Birmingham and the Black Country are to receive the lion’s share of a £12.5 million Home Office package to fight religious extremism.
Town halls will be urged to “map” their areas by religion and social background, as part of a range of measures published by Jacqui Smith, the Home Secretary.
Teachers, youth club leaders and mosques should also look out for young people who may be “vulnerable” to becoming involved in terrorism or religious extremism, according to guidance issued. Youngsters may be at risk because their parents are getting divorced or because they are unemployed, Ministers have warned.
Most of the funding is expected to come to Birmingham and the Black Country, which has been at the centre of a number of anti-terror investigations.
In February, five Birmingham men were jailed on terror-related charges.
They included Parviz Khan, aged 37, from Alum Rock, Birmingham, who was jailed for life after he admitted leading a plot to kidnap and behead a British soldier, and sending equipment to terrorists in Pakistan.
The package was published by Ms Smith, the MP for Redditch, as the Government continued its battle to win support for new terror laws allowing suspects to be held up to 42 days without trial.
Labour rebels threatening to vote down the policy in the Commons next week were said to be coming round to the Government’s side, following a bravura performance by Ms Smith as she addressed backbenchers on Monday evening.
And the Home Secretary has published a series of concessions on 42-day detention without charge designed to win over wavering MPs. She said the time for which the police could use the power would be halved to 30 days and MPs would have to approve them being invoked within a week rather than a month.
It raises the prospect of Parliament being recalled for an emergency session should a major threat be uncovered during one of its long holiday periods.
The Government’s guidance for local agencies spotlights a number of schemes already operating in the West Midlands as examples of good practice for other local authorities to follow.

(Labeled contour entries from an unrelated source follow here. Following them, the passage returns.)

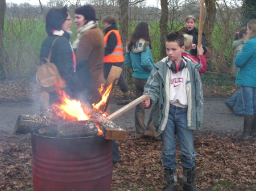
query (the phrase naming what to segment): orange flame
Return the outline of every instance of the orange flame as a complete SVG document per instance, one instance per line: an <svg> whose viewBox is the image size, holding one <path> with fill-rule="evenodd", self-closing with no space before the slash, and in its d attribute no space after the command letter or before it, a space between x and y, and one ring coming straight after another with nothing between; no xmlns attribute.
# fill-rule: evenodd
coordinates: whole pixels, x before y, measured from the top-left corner
<svg viewBox="0 0 256 191"><path fill-rule="evenodd" d="M84 113L80 101L71 100L69 96L60 89L59 94L61 95L61 103L55 103L52 105L52 108L57 116L71 121L88 120L90 118L90 117Z"/></svg>
<svg viewBox="0 0 256 191"><path fill-rule="evenodd" d="M103 113L103 111L101 111L101 106L106 104L112 89L112 84L109 85L106 88L105 88L103 84L101 84L101 87L98 89L102 99L97 104L92 104L93 108L98 112ZM53 104L52 108L58 116L69 121L88 120L90 118L90 116L85 113L86 108L82 107L80 101L70 99L70 97L67 95L65 91L60 89L60 86L57 84L56 84L56 91L59 95L61 103ZM104 113L102 114L106 115ZM96 124L98 130L98 134L102 134L100 125L97 122Z"/></svg>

They include a city council project to help improve management at local mosques, and a training scheme for imams based at Stourbridge College, which had helped imams conduct services in English.
Ms Smith said the strategy was designed “to expose and isolate the apologists for violence and protect the places where they operate.”

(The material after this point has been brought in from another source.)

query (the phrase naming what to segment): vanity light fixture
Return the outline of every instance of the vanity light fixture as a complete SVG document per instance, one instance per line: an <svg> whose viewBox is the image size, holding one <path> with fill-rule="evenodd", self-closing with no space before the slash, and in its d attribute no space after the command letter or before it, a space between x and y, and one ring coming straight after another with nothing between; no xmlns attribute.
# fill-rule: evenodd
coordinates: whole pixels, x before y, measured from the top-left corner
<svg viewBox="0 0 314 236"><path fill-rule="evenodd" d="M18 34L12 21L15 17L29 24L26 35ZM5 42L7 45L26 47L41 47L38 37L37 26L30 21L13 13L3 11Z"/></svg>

She said: “The national security challenges we face demand fresh approaches.
“A key element of our strategy aims to stop people getting involved in extremist violence. We are investing at local level to build resilient communities, which are equipped to confront violent extremism and support the most vulnerable individuals.”
The guidance urges agencies which work with young people to intervene if they believe youngsters could become involved in extremism. In some cases this might mean helping them deal with emotional issues such as a divorce, while in other cases it may involve enrolling them on mentoring schemes.
Councils should also develop detailed “maps” of the communities they serve, to identify the most likely sources of extremism.
The Home Office document states: “A deeper understanding of local communities should be developed to help inform and focus the programme of action – this may include mapping denominational backgrounds and demographic and socio-economic factors as well as establishing community infrastructure and ways of accessing and influencing communities.
“This will help local partners to develop a richer understanding of the factors underpinning the challenge in a locality, and will provide a firmer basis on which to engage local communities.”
Councils should also offer more support to community bodies which challenge extremist ideas, the Home Office said. But they should be ruthless in cutting off funds for any organisation which appears to endorse violence.
A Home Office spokesman said the maps referred to in today’s strategy document were already being drawn up.
They would not focus only on Muslim extremism but “anywhere prone to extremist talk and violent behaviour”, he said.
“This is not an anti-Muslim document. It will cover denominations of all faiths.”
David Davis, the Conservative Shadow Home Secretary, said: “This is pointless when the Government is fuelling the problem it is seeking to solve with its draconian approach to 42 days.”
Birmingham MP John Hemming (Lib Dem Yardley) said: “It’s important we make the most of existing structures which the council is already using to work successfully with mosques and other bodies.”